The memo is addressed to the then-acting heads of U. S. Immigration and Customs Enforcement and U. S. Customs and Border Protection. It would serve as guidance to implement the wide-ranging executive order on immigration and border security that President Donald Trump signed Jan. 25. Such memos are routinely issued to supplement executive orders.
Also dated Jan. 25, the draft memo says participating troops would be authorized “to perform the functions of an immigration officer in relation to the investigation, apprehension and detention of aliens in the United States.” It describes how the troops would be activated under a revived state-federal partnership program, and states that personnel would be authorized to conduct searches and identify and arrest any unauthorized immigrants.
Requests to the White House and the Department of Homeland Security for comment and a status report on the proposal were not answered.
The draft document has circulated among DHS staff over the last two weeks.
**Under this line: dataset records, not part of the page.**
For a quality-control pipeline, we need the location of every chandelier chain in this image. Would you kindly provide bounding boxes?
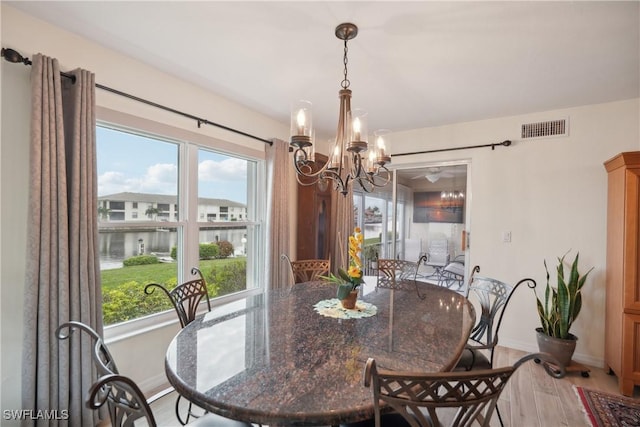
[341,39,350,89]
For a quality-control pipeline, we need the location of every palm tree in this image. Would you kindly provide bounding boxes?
[98,206,111,220]
[145,206,162,220]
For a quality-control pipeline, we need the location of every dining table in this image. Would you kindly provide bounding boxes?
[165,279,476,426]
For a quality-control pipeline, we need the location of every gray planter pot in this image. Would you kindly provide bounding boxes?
[535,327,577,367]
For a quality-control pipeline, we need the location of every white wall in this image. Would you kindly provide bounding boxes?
[390,99,640,366]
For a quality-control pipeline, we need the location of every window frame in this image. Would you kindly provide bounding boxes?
[353,184,409,260]
[96,107,266,342]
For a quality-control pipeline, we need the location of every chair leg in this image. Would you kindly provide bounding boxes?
[175,394,208,425]
[496,401,505,427]
[175,394,191,425]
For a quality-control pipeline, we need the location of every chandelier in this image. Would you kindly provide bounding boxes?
[441,190,464,209]
[289,23,391,195]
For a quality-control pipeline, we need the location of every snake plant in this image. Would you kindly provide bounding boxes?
[533,252,593,339]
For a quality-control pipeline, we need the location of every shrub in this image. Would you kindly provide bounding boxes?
[103,280,163,324]
[216,240,234,258]
[100,260,247,325]
[170,242,233,259]
[200,243,219,259]
[204,260,246,296]
[123,255,159,267]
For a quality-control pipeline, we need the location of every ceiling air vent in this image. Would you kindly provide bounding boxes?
[521,118,568,139]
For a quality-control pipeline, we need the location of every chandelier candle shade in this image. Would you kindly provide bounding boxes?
[289,23,391,195]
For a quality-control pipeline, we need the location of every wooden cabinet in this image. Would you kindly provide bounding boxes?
[604,151,640,396]
[296,154,332,260]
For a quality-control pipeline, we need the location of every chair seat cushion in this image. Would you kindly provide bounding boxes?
[189,412,252,427]
[454,348,491,371]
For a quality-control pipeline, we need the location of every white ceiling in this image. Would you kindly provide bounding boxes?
[7,1,640,139]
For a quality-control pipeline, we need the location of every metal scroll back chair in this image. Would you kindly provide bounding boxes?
[423,239,450,277]
[87,374,157,427]
[363,353,565,427]
[456,275,534,372]
[144,267,220,425]
[144,267,211,328]
[281,254,331,284]
[56,321,118,377]
[376,258,425,299]
[86,373,250,427]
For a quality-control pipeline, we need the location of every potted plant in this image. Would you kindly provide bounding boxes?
[531,251,593,367]
[322,227,365,309]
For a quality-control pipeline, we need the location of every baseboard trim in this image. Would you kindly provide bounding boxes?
[147,386,174,404]
[499,339,604,369]
[137,373,172,399]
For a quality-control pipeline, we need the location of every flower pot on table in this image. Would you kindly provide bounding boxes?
[341,290,358,309]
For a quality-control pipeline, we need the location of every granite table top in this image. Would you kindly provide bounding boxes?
[165,280,476,426]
As recently as Friday, staffers in several different offices reported discussions were underway.
If implemented, the impact could be significant. Nearly one-half of the 11.1 million people residing in the U. S. without authorization live in the 11 states, according to Pew Research Center estimates based on 2014 Census data.
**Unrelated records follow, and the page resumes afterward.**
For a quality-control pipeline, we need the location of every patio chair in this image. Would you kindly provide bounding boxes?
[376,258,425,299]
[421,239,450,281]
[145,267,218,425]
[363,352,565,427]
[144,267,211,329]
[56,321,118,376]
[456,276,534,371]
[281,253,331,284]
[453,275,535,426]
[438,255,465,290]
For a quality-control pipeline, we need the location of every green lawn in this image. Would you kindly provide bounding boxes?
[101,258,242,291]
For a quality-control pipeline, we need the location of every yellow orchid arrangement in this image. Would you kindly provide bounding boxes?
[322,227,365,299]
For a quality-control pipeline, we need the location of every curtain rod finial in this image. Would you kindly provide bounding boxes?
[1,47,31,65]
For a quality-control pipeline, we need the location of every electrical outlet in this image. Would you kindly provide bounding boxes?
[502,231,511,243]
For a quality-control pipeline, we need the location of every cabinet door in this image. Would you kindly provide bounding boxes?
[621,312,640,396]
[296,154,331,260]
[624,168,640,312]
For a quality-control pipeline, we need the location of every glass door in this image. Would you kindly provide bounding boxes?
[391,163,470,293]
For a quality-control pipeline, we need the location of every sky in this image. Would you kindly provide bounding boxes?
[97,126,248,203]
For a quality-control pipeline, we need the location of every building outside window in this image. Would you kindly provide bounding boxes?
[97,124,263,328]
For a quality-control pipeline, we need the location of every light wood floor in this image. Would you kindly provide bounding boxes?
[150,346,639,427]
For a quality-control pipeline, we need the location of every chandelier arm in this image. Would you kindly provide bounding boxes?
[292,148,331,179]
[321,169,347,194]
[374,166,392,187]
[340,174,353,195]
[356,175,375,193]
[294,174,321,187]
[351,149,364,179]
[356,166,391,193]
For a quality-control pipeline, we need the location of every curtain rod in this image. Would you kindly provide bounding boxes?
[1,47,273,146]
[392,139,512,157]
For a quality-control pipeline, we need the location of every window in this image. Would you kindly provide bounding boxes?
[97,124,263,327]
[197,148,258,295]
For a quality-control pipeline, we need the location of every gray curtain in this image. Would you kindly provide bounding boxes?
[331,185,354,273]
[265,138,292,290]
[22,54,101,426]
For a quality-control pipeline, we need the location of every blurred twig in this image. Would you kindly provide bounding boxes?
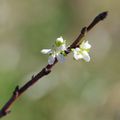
[0,11,108,118]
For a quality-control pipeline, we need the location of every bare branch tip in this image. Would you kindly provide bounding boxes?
[98,11,108,20]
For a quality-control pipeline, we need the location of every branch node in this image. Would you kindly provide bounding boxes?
[5,110,11,115]
[31,75,34,79]
[13,86,19,97]
[44,68,51,75]
[81,27,87,35]
[0,110,11,118]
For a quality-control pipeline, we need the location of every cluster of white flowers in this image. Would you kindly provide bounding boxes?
[41,36,91,65]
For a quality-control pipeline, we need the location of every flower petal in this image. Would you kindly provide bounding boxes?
[48,54,55,65]
[55,36,65,47]
[82,51,90,62]
[56,53,65,63]
[74,48,80,52]
[73,52,83,60]
[80,41,91,50]
[41,49,52,54]
[72,48,82,60]
[57,44,66,51]
[56,36,64,43]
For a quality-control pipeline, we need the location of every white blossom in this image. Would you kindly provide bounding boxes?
[56,36,64,43]
[80,41,91,50]
[56,53,65,63]
[48,54,56,65]
[73,48,83,60]
[57,44,66,51]
[72,41,91,62]
[47,52,66,65]
[41,36,67,65]
[41,49,52,54]
[55,36,66,47]
[81,50,90,62]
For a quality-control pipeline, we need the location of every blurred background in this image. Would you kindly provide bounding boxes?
[0,0,120,120]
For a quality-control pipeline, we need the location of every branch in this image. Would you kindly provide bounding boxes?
[0,11,108,118]
[69,11,108,49]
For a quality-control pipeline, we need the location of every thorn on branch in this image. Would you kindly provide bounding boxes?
[13,86,19,97]
[81,27,87,35]
[31,75,34,79]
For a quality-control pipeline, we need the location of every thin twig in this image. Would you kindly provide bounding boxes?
[0,11,108,118]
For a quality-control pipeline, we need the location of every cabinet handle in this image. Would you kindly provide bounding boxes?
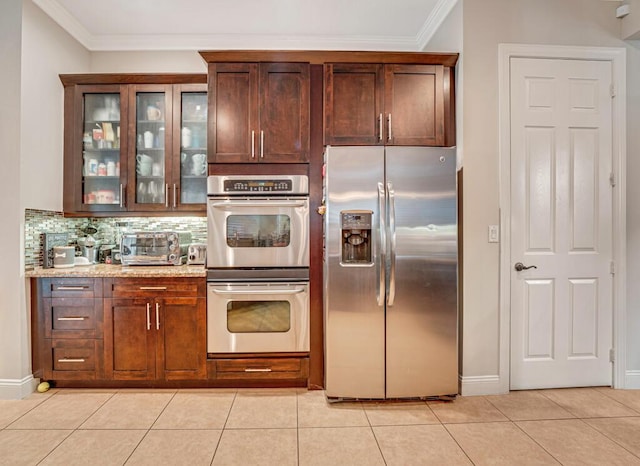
[173,183,177,208]
[165,184,169,208]
[251,130,255,159]
[139,286,168,290]
[56,286,88,291]
[57,358,85,363]
[379,113,383,142]
[387,114,392,142]
[57,316,87,321]
[146,303,151,330]
[244,368,272,372]
[155,302,160,330]
[120,184,124,208]
[260,130,264,159]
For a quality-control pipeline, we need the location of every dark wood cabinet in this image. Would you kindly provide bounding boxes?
[325,63,452,146]
[103,277,207,381]
[208,62,309,163]
[60,75,207,215]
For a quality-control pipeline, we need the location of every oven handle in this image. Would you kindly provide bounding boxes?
[209,200,307,208]
[210,288,306,295]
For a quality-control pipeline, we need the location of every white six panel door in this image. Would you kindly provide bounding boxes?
[510,57,613,389]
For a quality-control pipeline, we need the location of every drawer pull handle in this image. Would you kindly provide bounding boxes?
[56,286,88,291]
[57,358,86,363]
[244,368,272,372]
[57,317,87,321]
[139,286,168,290]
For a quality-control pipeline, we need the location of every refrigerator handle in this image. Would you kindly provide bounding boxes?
[377,182,386,306]
[387,182,397,306]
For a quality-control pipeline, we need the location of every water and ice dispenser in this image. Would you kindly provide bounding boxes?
[341,210,372,264]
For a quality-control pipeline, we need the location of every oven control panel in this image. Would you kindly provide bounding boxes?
[223,179,293,192]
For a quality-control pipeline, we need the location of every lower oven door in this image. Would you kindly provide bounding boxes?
[207,282,310,353]
[207,197,309,268]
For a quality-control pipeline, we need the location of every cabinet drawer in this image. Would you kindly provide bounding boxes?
[215,358,309,380]
[108,278,204,298]
[47,278,101,298]
[47,339,103,379]
[45,298,103,339]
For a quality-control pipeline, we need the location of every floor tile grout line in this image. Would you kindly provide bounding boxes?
[441,420,478,465]
[577,416,640,460]
[209,389,237,465]
[296,389,300,466]
[593,388,640,416]
[511,420,563,465]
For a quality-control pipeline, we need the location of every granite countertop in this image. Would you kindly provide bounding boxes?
[25,264,207,278]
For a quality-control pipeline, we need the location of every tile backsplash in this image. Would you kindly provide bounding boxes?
[24,209,207,271]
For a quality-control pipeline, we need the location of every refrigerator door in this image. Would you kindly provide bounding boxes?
[385,146,458,398]
[324,146,386,398]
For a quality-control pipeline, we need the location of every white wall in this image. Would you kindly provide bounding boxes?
[0,0,27,398]
[90,51,206,73]
[622,0,640,39]
[461,0,640,393]
[0,0,90,399]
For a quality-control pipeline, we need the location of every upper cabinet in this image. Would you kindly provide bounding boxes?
[208,62,310,163]
[61,75,207,215]
[324,63,454,146]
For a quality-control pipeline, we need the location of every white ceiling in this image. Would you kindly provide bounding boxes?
[32,0,459,51]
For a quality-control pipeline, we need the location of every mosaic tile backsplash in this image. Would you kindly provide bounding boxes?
[24,209,207,271]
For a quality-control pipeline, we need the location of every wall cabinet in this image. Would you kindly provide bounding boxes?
[103,278,207,381]
[324,63,454,146]
[60,75,207,215]
[208,62,310,163]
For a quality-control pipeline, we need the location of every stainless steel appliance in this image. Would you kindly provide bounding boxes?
[187,243,207,265]
[207,282,309,353]
[206,174,310,354]
[120,231,191,266]
[206,175,309,270]
[324,146,458,399]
Use of National Guard troops would greatly increase the number of immigrants targeted in one of Mr. Trump’s executive orders last month, which expanded the definition of who could be considered a criminal and therefore a potential target for deportation. That order also allows immigration agents to prioritize removing anyone who has “committed acts that constitute a chargeable criminal offense.”
Under current rules, even if the proposal is implemented, there would not be immediate mass deportations. Those with existing deportation orders could be sent back to their countries of origin without additional court proceedings. But deportation orders generally would be needed for most other unauthorized immigrants.
The troops would not be nationalized, remaining under state control.
Spokespeople for the governors of Arizona, Utah, Nevada, California, Colorado, Oklahoma, Oregon and New Mexico said they were unaware of the proposal, and either declined to comment or said it was premature to discuss whether they would participate. The other three states did not immediately respond to the AP.
The proposal would extend the federal-local partnership program that President Barack Obama’s administration began scaling back in 2012 to address complaints that it promoted racial profiling.
The 287(g) program, which Trump included in his immigration executive order, gives local police, sheriff’s deputies and state troopers the authority to assist in the detection of immigrants who are in the U. S. illegally as a regular part of their law enforcement duties on the streets and in jails.
The draft memo also mentions other items included in Trump’s executive order, including the hiring of an additional 5,000 border agents, which needs financing from Congress, and his campaign promise to build a wall between the U. S. and Mexico.
The signed order contained no mention of the possible use of state National Guard troops.
According to the draft memo, the militarization effort would be proactive, specifically empowering Guard troops to solely carry out immigration enforcement, not as an add-on the way local law enforcement is used in the program.
Allowing Guard troops to operate inside non-border states also would go far beyond past deployments.
In addition to responding to natural or man-made disasters or for military protection of the population or critical infrastructure, state Guard forces have been used to assist with immigration-related tasks on the U. S.-Mexico border, including the construction of fences.
In the mid-2000s, President George W. Bush twice deployed Guard troops on the border to focus on non-law enforcement duties to help augment the Border Patrol as it bolstered its ranks.